Listening to some of the older tunes on Perfect Night, which was recorded last July at London's Royal Festival Hall, you can even hear a change in the attitude Reed has taken toward the characters in his songs. There's a palpable distance between Reed and the messed-up mom who's losing her children in "Kids" that simply didn't exist when he recorded the original version of the song for Berlin. Back in '73 Lou sounded as if he were right there in the room with her, paralyzed, experiencing a tragedy first hand. He was on a level ground with the character in the song, even if he was only slumming it. Now he's the omniscient narrator, viewing a situation from above, looking for a moral rather than just a few depraved kicks.

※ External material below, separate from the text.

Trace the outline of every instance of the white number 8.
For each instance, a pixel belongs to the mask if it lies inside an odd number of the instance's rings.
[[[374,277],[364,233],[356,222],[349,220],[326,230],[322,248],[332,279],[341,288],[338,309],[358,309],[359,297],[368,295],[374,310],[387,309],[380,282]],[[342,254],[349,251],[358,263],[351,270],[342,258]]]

In 1980, just two years before his death, Lester Bangs made a strange prediction about Lou Reed. In a fit of what might best be described as drug-addled, cynical-bordering-on-paranoid self-pity, he imagined that the day would come when Reed would no longer be an exile on main street but would find a home there. "We will end up there in one way or another, probably sharing bar beers with our parents at our side, and they will know what no one else must know, that the unspeakable sin, the love that dare not speak its name, the dope addict, finally came home to roost." As usual, Lester was right.